改第15話 覚醒
がんばります。
時折ドンドンと部屋の扉が叩かれるがすべて飛鳥は無視している。
おそらくアリスであろう。
自分のことを思ってしてくれているのであろうがそれさえも飛鳥にとって鬱陶しかった。
とにかく今は一人になりたかった。
こんなみっともない姿を人に見せることは、たとえアリスであっても……
街外を甘く見ていた。
下級の採取依頼は危険が少ないと聞いたことを良いことに、警戒を薄くしていた。
加えて昨日まで魔物に遭遇することもなかった。自分には人よりも多く魔法が使える——そんな自信もあった。
それは一言で言うと油断であり、驕りであった。
どんなに願っても忘れられない、大猪との戦闘の記憶を思い出すたびに、地面に叩きつけられる痛みや地面との摩擦での痛み、加えて恐怖による全身の震えが一挙に飛鳥の身体を襲う。
飛鳥の身も心もすり減っていく。
うめき声を押さえるために噛み締めたシーツは強く噛み締めることで唇から出た血によって赤くにじんでいた。

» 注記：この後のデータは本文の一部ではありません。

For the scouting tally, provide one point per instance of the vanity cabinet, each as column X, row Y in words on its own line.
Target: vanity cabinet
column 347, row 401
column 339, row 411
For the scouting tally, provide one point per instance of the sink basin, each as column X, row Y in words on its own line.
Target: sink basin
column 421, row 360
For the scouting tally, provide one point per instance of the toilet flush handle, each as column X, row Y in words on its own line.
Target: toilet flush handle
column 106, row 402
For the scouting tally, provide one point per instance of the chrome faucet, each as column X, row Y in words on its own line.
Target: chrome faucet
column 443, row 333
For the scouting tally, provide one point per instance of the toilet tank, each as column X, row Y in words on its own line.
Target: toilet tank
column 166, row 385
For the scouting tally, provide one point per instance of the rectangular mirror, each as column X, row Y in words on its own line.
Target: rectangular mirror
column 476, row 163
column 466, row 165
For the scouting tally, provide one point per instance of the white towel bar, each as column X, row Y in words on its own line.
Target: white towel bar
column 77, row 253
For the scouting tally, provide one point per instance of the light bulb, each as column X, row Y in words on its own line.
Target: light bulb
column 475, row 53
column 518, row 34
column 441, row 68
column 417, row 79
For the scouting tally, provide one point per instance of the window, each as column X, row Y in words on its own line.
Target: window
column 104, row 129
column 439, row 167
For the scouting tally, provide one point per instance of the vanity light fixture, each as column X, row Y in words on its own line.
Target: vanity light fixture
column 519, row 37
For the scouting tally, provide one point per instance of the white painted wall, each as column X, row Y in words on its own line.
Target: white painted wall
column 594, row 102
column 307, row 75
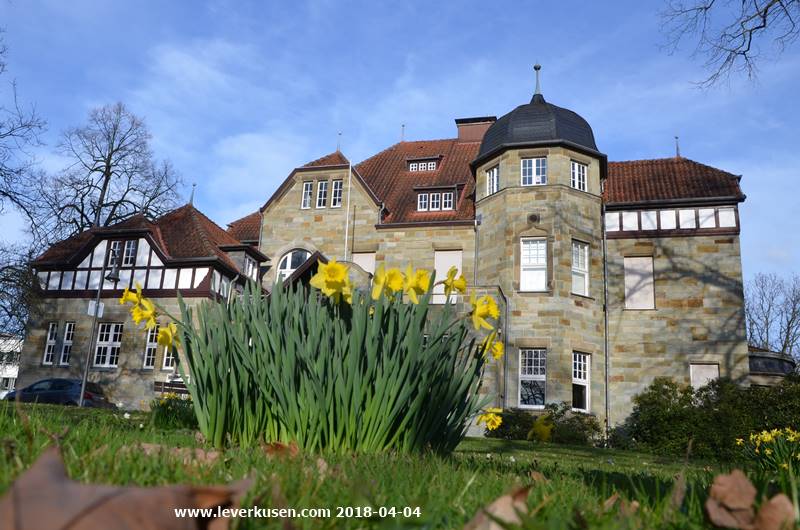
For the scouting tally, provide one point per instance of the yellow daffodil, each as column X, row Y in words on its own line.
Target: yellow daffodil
column 483, row 307
column 333, row 279
column 491, row 418
column 451, row 283
column 417, row 283
column 378, row 282
column 145, row 311
column 168, row 335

昨日の依頼の薬草袋も冒険者ギルドに届けずに床に放置されている。
(……もう街外に出るのはやめよう……)
二度とあんな怖い思いはしたくない、そんな思いが飛鳥の思考を埋める。
(外に出なければ死ぬ確率も少なくなる、それで良いんだ……)
どこか諦めに似た感情。しかしなぜかその思いに釈然としない。
(……それで良いんだ……それで良いんだ……それで良いんだよ!)
最後は声になっていた。自分でもびっくりするような大声を飛鳥はあげていた。ぎゅっと強く握りしめられた右手がベッドを打つ。
「…………良くない!」
そう呟くと同時に自然と涙がこぼれる。
このまま街外に出ずにこの街で生活をするのは確かに安全だ。
しかしそれで良いのか。
これから先ずっと外に怯えて生きていかねばならない。そんな生活に耐えられるのか。
——そんな思いが飛鳥の腹の底から強くこみあがってきた。
(このままじゃ自分の身も守れない……現に今回は大猪相手に逃げることしかできなかった。せめて自分から退けられるほどの実力があれば……)
自己保存の渇望。自分の身を守ることができなかったことが飛鳥はとても悔しかった。自分の歯が軋む音が聞こえる。
魂は飛鳥の願いを聞いていた。そしてそれがとても前向きで強い願いだと言うこともわかっている。飛鳥の安全機能は解除される。
安全機能——それは生き物が無理をしないために持つ機能や普段の生活を補助する機能である。普段生活するときはこの機能が働いている。自分で自分を本気で殴れないように。呼吸を意識しなくてもできるように。傷の治りが早まるように。
しかしその安全機能がはずれることがある。
例えば火事場の馬鹿力である。
生命の危機を感じたとき普段では考えられないほどの能力を生き物は発揮する。
しかし飛鳥の安全機能は歪んでいた。
彼の持つ能力——絶対記憶——この能力が安全機能を阻害する。
死ぬほど忘れたいことを忘れられない、思い出すだけで痛みを再現させる、この能力は安全機能と相反する一面を持っていた。
そして大猪からの逃走時飛鳥は火事場の馬鹿力状態であった。
このときありえないことだが身体強化魔法が一時的に魔眼でも識別できないくらいに薄く発動していたのだ。
安全機能の解除——本来は身の安全を守るために無意識に解除されるものである。
飛鳥の安全機能は大猪からの逃走で一度解除され、絶対記憶でこの半日たびたび解除されていた。
解除され過ぎてしまったいたのだ。
飛鳥の身体は適応が驚くほど早い。これも能力”適応力”のおかげであるのだが……
飛鳥は安全機能の解除状態にすでに適応しつつあった。
そして新たな力を求めた結果、”応用力”が飛鳥の思考を勝手に補助し無意識に安全機能の解除を選択する。
「グアアァァ!」
突如身体の内からわき上がってくる痛みに飛鳥は絶叫する。
身体が焼けるようだ。
安全機能が解除され、解除された状態に飛鳥の身体は適応しようとしていたのだ。
これが飛鳥が力を望んだことの答えだった。